Grade III: A total tear of the muscle-tendon unit, with a total lack of function of the muscle.
Grade I and II lesions are painful and often disabling. In cases where the fascia is ruptured as well, discoloration and swelling can be found representing local hematoma and oedema. Usually, a “pull” has been felt in the muscle with a sudden sharp pain, and in most cases, the patient is unable to continue the activity. Complete muscle tear (grade III) is rare and is in most instances located to the insertion (Peterson and Stener 1976; Symeonides 1972).
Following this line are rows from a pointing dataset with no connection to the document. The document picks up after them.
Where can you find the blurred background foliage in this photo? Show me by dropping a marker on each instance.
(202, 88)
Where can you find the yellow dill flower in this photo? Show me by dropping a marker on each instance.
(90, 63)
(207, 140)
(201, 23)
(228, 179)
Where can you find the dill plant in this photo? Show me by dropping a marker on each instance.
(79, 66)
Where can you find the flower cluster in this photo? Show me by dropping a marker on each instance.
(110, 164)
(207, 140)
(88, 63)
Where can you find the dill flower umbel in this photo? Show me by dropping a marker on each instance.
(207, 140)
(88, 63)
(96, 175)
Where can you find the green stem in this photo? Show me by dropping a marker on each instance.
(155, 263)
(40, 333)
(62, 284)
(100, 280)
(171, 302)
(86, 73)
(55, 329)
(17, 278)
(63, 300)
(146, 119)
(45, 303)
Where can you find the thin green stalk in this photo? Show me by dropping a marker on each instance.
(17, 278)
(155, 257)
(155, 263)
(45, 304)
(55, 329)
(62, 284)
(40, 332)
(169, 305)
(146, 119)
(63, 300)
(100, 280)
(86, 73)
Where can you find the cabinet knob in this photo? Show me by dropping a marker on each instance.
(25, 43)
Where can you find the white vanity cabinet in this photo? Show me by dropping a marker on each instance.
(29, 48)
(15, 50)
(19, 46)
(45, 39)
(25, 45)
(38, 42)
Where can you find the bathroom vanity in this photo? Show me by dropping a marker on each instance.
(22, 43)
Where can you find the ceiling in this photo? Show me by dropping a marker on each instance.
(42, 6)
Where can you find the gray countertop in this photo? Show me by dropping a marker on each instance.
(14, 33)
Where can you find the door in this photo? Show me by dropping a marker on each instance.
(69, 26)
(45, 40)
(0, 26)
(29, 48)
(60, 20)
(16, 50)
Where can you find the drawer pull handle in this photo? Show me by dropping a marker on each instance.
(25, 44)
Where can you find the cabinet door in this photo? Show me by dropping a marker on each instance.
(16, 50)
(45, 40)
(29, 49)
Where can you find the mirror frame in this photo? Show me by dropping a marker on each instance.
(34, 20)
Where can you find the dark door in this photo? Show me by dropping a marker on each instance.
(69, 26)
Other muscle groups such as the iliopsoas muscle, being a very important and strong hip flexor, can be acutely strained during actions including forceful hip flexion contraction and/or stretching (Hölmich 2007; Hölmich et al. 2014; Werner et al. 2009). This could happen in forceful hip flexion during sprinting, skating, jumping or kicking. An acute strain of the lower abdominal muscles usually involves either the conjoint tendon (falx inguinalis) where the tendons of the transverse abdominal muscle and the internal oblique muscle join and insert into the pubic tubercle or the rectus abdominis muscle usually in the enthesis at the pubic bone or close to the distal muscle-tendinous junction. The typical mechanism is a traumatic episode where the athlete overstretches the front of the groin and lower abdomen as in a forceful kicking or other situations where the hip is fully extended and the pelvis rotated, as the abdominal muscles are working hard to oppose these movements and forces, often by forceful eccentric contractions. The more rotation involved in the fall either in the hip joint or in the trunk, the more likely it is that the conjoint tendon will sustain the lesion. In this situation, the hip flexors (iliopsoas, rectus femoris and tensor fasciae latae) are also at risk of sustaining an injury. Lesions to the lower abdominal muscles and other structures associated to the inguinal canal can lead to a condition with some similarities of a hernia (i.e. often called “sports hernia” or “incipient hernia”). A predisposition for hernia development might be present, but the primary mechanism of injury is probably an acute trauma as described above or a period of overuse. The overuse can be a result of misbalance of the muscles acting on the pelvis and intense strenuous activity often involving exercises with many fast reactions including sprinting, kicking and sudden changes of direction. The nature of the lesion is not always clear. It may be a strain or a tear, inflammation or degeneration at certain points of excessive stress, an avulsion, haemorrhage or oedema. It is probably the result of a structural lesion to the muscles and/or tendons (i.e. rectus abdominis muscle or insertion, the external oblique, internal oblique and/or transversalis muscle or aponeurosis and the conjoint tendon) involving a weakness of the posterior inguinal wall without a clinically obvious hernia.